I’ll be honest. It was super frustrating. I’m being 100% honest. I was super frustrated, It was a tough situation. I played defensive end, defensive tackle, and nosetackle in high school and college. I always hand my hands on the ground at Florida State as a defensive end. Then in Pittsburgh, I’m guarding wide receivers!
It was something that was doable. But the odds are stacked against guys who have to switch from the only position they knew to something entirely new, at the highest level of the game.
And more, the expectations in Pittsburgh are super high. You want to do well for the legacy of Pittsburgh, for all of the coaches and fans waving the Terrible Towels, for the other players, for the guys in the barber shop and stores. But it’s super difficult to learn all of that at such a high level.
Did anyone work with you to help show you how to learn the position more?
Well, it was Keith Butler’s first year there. I think he was more or less trying to figure out the guys he had. We had Joey, Larry, Gildon, Haggans – and Harrison was on the practice squad too. He was just trying to figure everybody out. He didn’t have a lot of time to teach and develop guys.
The second year he got into teaching more. But that first year I was really just watching and learning. I didn’t get a lot of snaps. That was frustrating.
I think in the end it’s all about the fit for a player. It’s not about the round – it’s about the fit. If you’re a ‘tweener like I was as a defensive lineman it’s harder than if you’re smaller and have to gain weight – it’s easier to get bigger than to slim down. I went from 285 pounds to 255 pounds. But if I played defensive line at that weight I would have been good.

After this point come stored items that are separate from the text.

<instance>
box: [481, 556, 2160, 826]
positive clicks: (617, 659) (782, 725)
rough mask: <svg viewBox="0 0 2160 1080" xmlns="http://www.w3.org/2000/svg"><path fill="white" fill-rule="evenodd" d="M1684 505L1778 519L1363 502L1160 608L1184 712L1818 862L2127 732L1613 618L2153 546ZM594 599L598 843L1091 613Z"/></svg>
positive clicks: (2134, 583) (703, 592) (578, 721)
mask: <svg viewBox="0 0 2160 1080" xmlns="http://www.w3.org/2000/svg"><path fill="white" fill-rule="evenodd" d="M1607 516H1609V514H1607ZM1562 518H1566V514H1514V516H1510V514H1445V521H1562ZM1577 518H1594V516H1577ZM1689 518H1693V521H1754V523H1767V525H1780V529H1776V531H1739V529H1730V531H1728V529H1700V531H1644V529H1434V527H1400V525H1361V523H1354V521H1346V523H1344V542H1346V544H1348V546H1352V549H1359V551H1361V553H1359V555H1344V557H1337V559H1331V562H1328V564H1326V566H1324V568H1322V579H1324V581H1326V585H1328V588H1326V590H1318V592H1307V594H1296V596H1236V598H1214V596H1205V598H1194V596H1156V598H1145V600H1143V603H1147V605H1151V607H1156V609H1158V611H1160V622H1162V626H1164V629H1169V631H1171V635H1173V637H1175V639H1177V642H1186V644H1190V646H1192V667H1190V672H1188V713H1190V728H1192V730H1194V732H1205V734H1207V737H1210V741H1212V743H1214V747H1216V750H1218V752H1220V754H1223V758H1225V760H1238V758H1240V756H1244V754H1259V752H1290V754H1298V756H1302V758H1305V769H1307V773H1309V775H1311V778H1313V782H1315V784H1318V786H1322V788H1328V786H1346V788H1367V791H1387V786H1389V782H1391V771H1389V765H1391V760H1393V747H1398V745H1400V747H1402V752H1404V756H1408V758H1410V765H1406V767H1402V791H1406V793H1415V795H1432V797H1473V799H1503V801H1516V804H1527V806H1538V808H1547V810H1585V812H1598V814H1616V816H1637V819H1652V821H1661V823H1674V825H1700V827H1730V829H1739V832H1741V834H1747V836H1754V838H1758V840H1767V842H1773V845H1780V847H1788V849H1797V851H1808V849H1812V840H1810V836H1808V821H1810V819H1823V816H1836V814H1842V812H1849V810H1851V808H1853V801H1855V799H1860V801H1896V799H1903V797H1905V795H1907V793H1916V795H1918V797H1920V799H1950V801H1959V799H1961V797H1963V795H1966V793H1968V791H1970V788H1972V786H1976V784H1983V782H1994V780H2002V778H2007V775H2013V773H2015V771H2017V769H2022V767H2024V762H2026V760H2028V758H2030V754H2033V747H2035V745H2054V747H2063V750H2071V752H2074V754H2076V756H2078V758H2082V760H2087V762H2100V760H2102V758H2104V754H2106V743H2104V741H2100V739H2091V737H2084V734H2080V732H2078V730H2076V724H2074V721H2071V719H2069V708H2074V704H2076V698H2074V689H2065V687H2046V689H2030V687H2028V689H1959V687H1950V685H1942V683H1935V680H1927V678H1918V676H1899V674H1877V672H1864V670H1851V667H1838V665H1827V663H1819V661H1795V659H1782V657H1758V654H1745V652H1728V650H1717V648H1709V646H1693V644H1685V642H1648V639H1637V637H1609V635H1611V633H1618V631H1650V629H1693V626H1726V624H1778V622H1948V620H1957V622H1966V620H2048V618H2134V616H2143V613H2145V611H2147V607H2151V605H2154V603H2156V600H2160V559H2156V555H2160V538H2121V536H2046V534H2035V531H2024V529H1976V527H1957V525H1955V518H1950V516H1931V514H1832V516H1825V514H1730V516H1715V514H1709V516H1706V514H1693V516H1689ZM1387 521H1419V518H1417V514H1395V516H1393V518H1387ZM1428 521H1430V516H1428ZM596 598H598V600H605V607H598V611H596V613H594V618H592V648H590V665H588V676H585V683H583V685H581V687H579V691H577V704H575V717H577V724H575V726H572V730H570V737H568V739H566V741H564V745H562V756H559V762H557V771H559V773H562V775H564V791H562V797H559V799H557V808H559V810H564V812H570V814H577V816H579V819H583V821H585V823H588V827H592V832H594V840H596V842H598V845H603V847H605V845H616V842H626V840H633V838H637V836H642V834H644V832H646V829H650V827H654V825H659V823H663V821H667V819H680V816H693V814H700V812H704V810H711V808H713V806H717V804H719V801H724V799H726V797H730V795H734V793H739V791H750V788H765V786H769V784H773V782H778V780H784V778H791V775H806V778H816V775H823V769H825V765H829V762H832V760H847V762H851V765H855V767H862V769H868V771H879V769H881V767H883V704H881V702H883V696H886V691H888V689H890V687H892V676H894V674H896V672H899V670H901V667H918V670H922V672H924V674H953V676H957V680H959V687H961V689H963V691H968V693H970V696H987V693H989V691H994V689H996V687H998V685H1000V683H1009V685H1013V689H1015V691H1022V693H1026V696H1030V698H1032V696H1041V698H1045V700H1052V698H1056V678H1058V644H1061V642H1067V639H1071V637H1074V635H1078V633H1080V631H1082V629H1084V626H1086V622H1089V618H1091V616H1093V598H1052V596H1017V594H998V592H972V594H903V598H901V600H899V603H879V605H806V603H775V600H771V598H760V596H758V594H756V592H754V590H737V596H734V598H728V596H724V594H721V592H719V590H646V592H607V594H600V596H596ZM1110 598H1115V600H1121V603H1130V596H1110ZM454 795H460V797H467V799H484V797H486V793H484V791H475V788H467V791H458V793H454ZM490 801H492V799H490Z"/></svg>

Give me some fun stories of your time in Pittsburgh?
Ah! Well, I was a classic Georgia boy. I was coming home from practice once, and I had an Isuzu Rodeo. This small car. It was snowing and the roads were icy and I had no idea how to drive in snow. Well, I wrecked my car a little and was n the side of the road stranded. I had no idea where I was and no one knew were I was. The all of the sudden Verron Haynes drives by. He stopped and laughed at me for like 15 minutes before he let me in his car! he told me I needed to get a heavier car.
I also remember the two key guys on defense then – Joey Porter and Larry Foote. They had a thing – each wanted to do the most and show the most. Their antics! Joey had that thing where he would throw his fist and kick after a play. So Larry had his thing where he did that stomp.
I remember the pregame fight Porter had where they said he spit. Well, he didn’t spit. But when Joey gets worked up he foams at the mouth! He just gets wound up and and talks all excitedly and foams in his mouth!
What would you tell people today about your time in Pittsburgh?
It was one of the best places I’ve ever been with. Understanding everything I said before, it wasn’t the best football-wise for me, but it was an amazing opportunity to play the game I love for a team whose coaches built a brotherhood of players and who’s owners were such stand-up guys. It was awesome.